Expansion may result simply from transmission of pressure through thrombus sealing an endoleak or the interstices of a porous graft. In such cases, Gilling-Smith suggested measuring intrasac pressure directly by translumbar puncture under fluoroscopic control. If the pressure is high secondary conversion/open repair can be considered. If the pressure is low, he suggests continued observation as expansion of the aneurysm may result in expansion of the neck and late migration.

Gilling-Smith concluded by stating that expansion of the aneurysm in the absence of endoleak raises many questions to which there are too few answers.

Also discussing endoleaks at SITE was Dr Martin Malina, Associate Professor, Department of Vascular Surgery of Malm̦ University Hospital, Sweden. He asked the question at the meeting, ‘Do Type II endoleaks really matter?’ Malina pointed out that Type II endoleaks are associated with increased pressure within the aneurysm (pressure index approximately 60% compared to 20% in the successfully excluded sac), but do not necessarily cause a rupture.
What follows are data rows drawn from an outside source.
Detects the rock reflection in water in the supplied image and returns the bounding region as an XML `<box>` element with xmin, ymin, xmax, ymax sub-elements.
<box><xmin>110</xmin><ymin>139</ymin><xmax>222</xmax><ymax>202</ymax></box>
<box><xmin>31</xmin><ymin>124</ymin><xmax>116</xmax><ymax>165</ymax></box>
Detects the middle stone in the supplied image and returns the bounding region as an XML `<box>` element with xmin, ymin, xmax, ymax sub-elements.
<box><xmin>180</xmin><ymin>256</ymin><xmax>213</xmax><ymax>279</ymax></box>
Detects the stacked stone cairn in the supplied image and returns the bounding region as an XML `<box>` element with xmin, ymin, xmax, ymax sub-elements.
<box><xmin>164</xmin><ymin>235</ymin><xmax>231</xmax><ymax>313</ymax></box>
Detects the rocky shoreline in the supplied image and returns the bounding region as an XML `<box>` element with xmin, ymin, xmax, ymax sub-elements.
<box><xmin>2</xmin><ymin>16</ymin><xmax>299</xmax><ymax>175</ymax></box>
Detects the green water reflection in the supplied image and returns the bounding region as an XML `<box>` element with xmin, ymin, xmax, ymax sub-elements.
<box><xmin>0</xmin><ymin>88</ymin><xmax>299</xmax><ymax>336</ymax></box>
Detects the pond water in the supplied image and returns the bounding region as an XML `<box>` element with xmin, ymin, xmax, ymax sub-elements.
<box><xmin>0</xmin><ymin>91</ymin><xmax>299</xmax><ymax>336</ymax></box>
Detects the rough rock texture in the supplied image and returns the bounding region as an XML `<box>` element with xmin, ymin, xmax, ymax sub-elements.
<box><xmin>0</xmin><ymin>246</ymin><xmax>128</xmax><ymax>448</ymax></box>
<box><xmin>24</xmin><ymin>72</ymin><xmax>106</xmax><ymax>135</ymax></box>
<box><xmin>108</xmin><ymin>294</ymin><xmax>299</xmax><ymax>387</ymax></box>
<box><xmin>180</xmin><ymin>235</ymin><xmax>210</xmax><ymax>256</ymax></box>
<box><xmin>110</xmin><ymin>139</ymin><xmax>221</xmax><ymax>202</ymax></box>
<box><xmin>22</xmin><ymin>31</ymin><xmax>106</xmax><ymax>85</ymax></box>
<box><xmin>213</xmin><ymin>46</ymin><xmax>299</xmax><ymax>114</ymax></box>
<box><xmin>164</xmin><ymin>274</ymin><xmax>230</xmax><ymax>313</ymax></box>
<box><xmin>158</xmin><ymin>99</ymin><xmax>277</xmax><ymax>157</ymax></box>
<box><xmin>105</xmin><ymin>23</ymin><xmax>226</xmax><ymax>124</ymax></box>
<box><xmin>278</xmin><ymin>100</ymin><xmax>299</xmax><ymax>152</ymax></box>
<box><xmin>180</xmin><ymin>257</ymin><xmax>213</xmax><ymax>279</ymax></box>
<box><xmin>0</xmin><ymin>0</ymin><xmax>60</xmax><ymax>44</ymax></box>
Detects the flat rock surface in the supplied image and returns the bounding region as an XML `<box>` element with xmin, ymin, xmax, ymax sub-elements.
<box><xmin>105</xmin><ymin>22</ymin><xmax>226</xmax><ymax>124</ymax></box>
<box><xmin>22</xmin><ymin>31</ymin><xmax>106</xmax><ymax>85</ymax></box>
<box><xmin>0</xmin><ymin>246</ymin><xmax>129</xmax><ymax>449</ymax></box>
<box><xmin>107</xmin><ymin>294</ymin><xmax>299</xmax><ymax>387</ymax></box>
Malina stressed that pressure inside the sac (i.e. endotension) rather than the presence of an endoleak is what matters because endotension may occur without evidence for an endoleak. This is based on his experience of more than 100 translumbar intrasac pressure measurements after EVAR. High intrasac pressure after EVAR is associated with increasing aneurysm diameter. The pressure may, however, vary between different parts of the sac which is a problem for adequate measurements. Endotension without evidence for endoleakage may be caused by low flow endoleak, intermittent endoleak, transmission of pressure through thrombus or porous graft, the pulsation of graft material within a closed space, the accretion of extracellular material (fribinolysis-> Sac hygroma) and infection.

Malina concluded that these Type II endoleaks can often be treated with superselective catheterization of the afferent vessels or by translumbar glue embolization of the circulated nidus within the sac.